Qui paiera l’ardoise ? Les plus pauvres…?

En Allemagne, nous assistons actuellement à la plus forte hausse des prix depuis la crise du pétrole pendant les années 70. Et ce phénomène ne se limitera pas à la seule Allemagne…

Maintenir le niveau des prix et éviter une inflation, devrait être la préoccupation de tout gouvernement. Foto: MateoMaidana / Wikimedia Commons / CC-BY-SA 4.0int

(KL) – Le monde est actuellement chamboulé à bien de niveaux. La pandémie, mais aussi les phénomènes climatiques et des problèmes sociaux engendrent une hausse des prix pour de nombreuses marchandises, allant de l’alimentaire jusqu’aux micro-puces. Les chiffres cités dans cet article se réfèrent à l’Allemagne, mais ce qui se passe en Allemagne, se passera aussi dans d’autres pays, car les problématiques se passent dans un monde globalisé et ne se limiteront pas à un niveau national.

Pour déterminer la hausse des prix, l’Office Allemand des Statistiques (Statistisches Bundesamt), utilise comme indicateur, les prix de vente en gros. En une année, ces prix ont augmenté de 12,3% ; à titre de comparaison, une telle hausse n’a pas été enregistré depuis le mois d’octobre 1974 (!) qui était alors de 13,2%.

Selon les autorités, cette hausse des prix du gros, se traduiront très rapidement par une inflation accrue et une inflation accrue, conduira à une hausse des prix pour les consommateurs.

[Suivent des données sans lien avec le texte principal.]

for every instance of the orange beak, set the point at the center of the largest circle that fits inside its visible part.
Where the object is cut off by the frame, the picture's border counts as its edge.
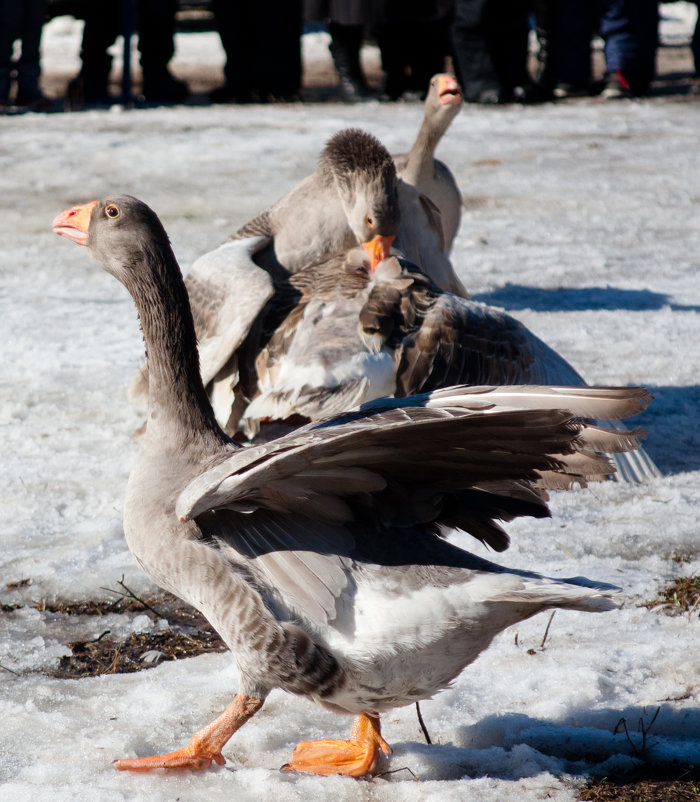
(449, 91)
(73, 223)
(378, 249)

Les personnes aisées ne verront pas vraiment la différence, les personnes en précarités seront affectées très fortement par une telle évolution.

Mais comment s’explique cette flambée des prix ? Les experts listent une série de marchandises qui connaissent une hausse des prix, en partie spectaculaire, ces derniers mois. A titre d’exemple : houille, métaux et composantes à base métallique – +63,4% ; bois brut et coupé – +57,8% ; combustibles et produits pétroliers – +35,5% ; matériel de recyclage – +101,7% ; céréales, tabac, semences et aliments pour animaux – +19,3%.

La reprise économique après les confinements et un arrêt partiel des activités économiques, conduira également à une hausse des prix, car de nombreux commerçants essayent d’équilibrer un peu les pertes enregistrées depuis de longs mois. Ajoutez à cela la pénurie de certaines matières premières, par exemple dans l’industrie des micro-puces, et tout deviendra plus cher.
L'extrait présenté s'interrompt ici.